В БОЛЬШОЙ ЕЛАНИ

Золотисто-голубое небо огромной чашей опрокинулось над Москвой. Мы стоим у Ярославского вокзала со своими собаками, ружьями и тяжёлыми рюкзаками в ожидании отхода поезда и любуемся высотным зданием.

— Ну как, Максим Петрович, хорошо?

— Хорошо!

— А что будет лет через десять?

— Через десять — и того лучше.

Группа любопытных, разглядывая наши охотничьи принадлежности, окружила нас. Каждый выказывает свои Познания в охотничьем деле. Вот подходит какой-то гражданин и с видом знатока осматривает Зорьку, собаку Максима Петровича.

— Хорошая немецкая овчарка, только хвост почему-то калачом. Да и по какой же дичи с ней можно охотиться?

Взрыв хохота приводит его в некоторое замешательство.

— Какая же это овчарка? Это русская лайка. Эх ты, дядя! Тоже знаток нашёлся! — говорит кто-то, минутой раньше назвавший нашу собаку сеттером.

Жалко, что Зорька не понимает человеческой речи, а то бы не поздоровилось им за эти оскорбления.

До отхода поезда пятнадцать минут.

Максим Петрович надевает Зорьке намордник. Не любит она его, но ничего не поделаешь: в вагон без намордника нельзя.

— Максим Петрович, вы же в санаторий собирались в этом году. Раздумали, что ли? — говорю я.

— Ну-ка, помоги лучше рюкзак поднять… «Санаторий, санаторий»! В санаторий больным нужно ездить, а мне зачем? — И двухпудовый рюкзак, как пёрышко, взлетает ему на плечи. — В санаторий как-нибудь на следующий год. А сейчас — прямо к Макару Ивановичу, в Большую Елань.

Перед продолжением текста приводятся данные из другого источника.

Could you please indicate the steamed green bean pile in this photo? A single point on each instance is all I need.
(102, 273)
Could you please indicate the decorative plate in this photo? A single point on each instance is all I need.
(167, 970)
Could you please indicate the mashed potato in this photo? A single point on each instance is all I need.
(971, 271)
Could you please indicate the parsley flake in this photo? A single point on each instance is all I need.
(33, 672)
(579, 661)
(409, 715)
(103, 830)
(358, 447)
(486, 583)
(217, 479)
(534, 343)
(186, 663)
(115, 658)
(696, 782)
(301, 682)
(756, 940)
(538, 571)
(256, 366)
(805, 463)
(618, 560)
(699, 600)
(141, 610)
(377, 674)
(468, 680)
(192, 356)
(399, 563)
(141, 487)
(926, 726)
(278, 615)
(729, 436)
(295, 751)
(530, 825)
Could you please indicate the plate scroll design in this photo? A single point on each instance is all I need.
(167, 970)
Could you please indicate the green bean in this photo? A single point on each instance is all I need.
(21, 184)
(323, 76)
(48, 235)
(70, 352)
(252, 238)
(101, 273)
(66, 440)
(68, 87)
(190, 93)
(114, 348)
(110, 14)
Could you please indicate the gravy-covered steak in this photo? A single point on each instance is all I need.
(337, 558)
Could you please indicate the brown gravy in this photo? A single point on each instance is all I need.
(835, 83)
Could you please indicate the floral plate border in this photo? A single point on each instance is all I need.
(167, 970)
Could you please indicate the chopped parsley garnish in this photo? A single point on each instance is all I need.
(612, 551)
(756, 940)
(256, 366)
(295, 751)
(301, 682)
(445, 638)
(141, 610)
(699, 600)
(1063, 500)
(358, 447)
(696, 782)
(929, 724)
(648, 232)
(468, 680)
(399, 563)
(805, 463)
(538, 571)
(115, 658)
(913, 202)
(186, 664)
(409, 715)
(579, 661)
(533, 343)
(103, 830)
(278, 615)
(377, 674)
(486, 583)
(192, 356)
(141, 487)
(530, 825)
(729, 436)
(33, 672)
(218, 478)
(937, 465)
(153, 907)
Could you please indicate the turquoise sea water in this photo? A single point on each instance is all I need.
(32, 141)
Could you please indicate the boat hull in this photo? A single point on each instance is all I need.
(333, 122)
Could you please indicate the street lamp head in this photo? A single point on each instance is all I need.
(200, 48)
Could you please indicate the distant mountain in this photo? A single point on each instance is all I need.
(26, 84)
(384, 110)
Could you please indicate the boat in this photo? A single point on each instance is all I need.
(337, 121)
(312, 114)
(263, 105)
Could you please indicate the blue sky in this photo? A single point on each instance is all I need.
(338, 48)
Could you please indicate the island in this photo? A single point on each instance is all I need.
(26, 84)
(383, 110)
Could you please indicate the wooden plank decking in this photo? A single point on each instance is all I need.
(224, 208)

Шестьдесят километров от станции едем мы на попутной машине МТС. Три сельских Совета нужно проехать, чтобы попасть в Большую Елань. Едем, как к себе домой. Уже названия населённых пунктов вызывают приятные воспоминания. Вот проехали Тигину, Чужгу, а вот и Огибалово, а от Огибалова семь километров лесной дороги — и колхоз «Искра».

Всего год не были в этих местах, но какие перемены! Тигинцы заканчивают электростанцию — новенькие столбы бережно несут провод в каждую деревню. Через реку Чужгу построен новый мост; на перилах медовыми каплями искрится смола… А вот и Большая Елань. Справа то блеснёт зеркальце воды, то опять скроется — это извивается река Тавенга. Слева показалась более широкая река, Вожега. По холмистым берегам обеих рек расположилось восемь деревень — колхоз «Искра». Подъезжаем к знакомому дому…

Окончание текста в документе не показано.